Luck served as the acting deputy chief since April 2017 while maintaining the role of chief of the Law Enforcement Operations Directorate at the Border Patrol Headquarters in D.C., a position he held since 2014.
“I am deeply honored for the privilege to serve as deputy chief of the U.S. Border Patrol, and I look forward to supporting the hard working men and women who protect our country,” he said.
Commissioner Kevin McAleenan and Border Patrol Chief Carla Provost made the official announcement just two weeks after Provost’s appointment as the first female head of the Border Patrol.
Luck began official duty May 19, 1986, as a member of Border Patrol Academy Class 195. His first assignment as an agent was at the Douglas Station in the Tucson Sector where he moved up the ranks, ultimately attaining the position of field operations supervisor. In 2000, he was promoted to assistant patrol agent in charge of the Santa Teresa Station in the El Paso Sector.
Luck advanced to assistant chief patrol agent at the Border Patrol Academy in 2003, where he was subsequently promoted to deputy chief patrol agent and finally to chief patrol agent in 2008. During his tenure as academy chief, he was instrumental in training 6,000 new agents in a two-year period and he developed and implemented the second Pre-employment Fitness Test for all prospective agents, considerably reducing attrition at the academy.
In 2011, Luck joined the Senior Executive Service and assumed command of the El Paso Border Patrol Sector as chief patrol agent.

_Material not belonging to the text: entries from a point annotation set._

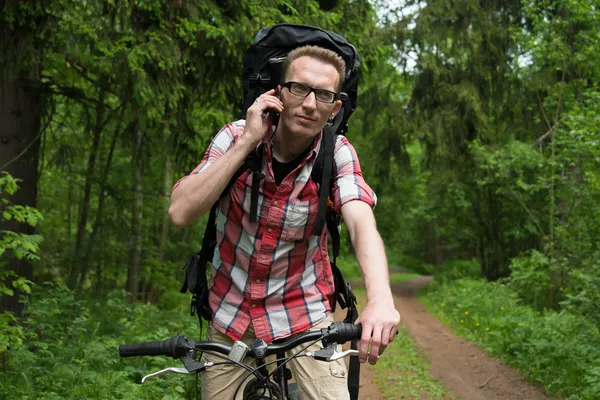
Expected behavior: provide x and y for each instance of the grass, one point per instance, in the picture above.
(403, 370)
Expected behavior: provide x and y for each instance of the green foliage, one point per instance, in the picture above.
(530, 279)
(71, 348)
(558, 350)
(18, 246)
(457, 269)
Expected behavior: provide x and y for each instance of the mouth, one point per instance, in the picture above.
(304, 119)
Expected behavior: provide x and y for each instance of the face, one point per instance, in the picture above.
(304, 117)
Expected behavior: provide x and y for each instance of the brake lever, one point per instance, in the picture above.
(167, 371)
(191, 367)
(329, 354)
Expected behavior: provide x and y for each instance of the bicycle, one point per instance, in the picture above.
(262, 386)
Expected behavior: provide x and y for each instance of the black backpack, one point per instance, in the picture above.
(263, 62)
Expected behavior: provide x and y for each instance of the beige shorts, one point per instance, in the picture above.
(316, 379)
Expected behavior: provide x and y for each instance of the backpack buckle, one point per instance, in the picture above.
(254, 77)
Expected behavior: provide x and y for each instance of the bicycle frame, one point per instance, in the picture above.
(179, 347)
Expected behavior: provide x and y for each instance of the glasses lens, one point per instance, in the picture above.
(299, 89)
(325, 96)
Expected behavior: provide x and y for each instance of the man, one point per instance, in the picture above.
(272, 278)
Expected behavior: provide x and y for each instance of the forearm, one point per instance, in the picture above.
(196, 194)
(370, 254)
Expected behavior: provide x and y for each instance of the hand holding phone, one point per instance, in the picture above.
(267, 104)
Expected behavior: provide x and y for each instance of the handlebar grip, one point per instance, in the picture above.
(175, 347)
(341, 332)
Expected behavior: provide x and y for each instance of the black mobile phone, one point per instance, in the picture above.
(274, 117)
(273, 114)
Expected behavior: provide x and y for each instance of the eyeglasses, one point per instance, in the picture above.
(299, 89)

Luck holds a Bachelor of Science in Criminal Justice from Syracuse University, and is a graduate of the Senior Executive Fellows Program at the John F. Kennedy School of Government at Harvard University. He is a 2012 graduate of the National Defense University Capstone and a 2015 graduate of the FBI’s National Executive Institute.
U.S. Customs and Border Protection is the unified border agency within the Department of Homeland Security charged with the management, control and protection of our nation's borders at and between the official ports of entry. CBP is charged with keeping terrorists and terrorist weapons out of the country while enforcing hundreds of U.S. laws.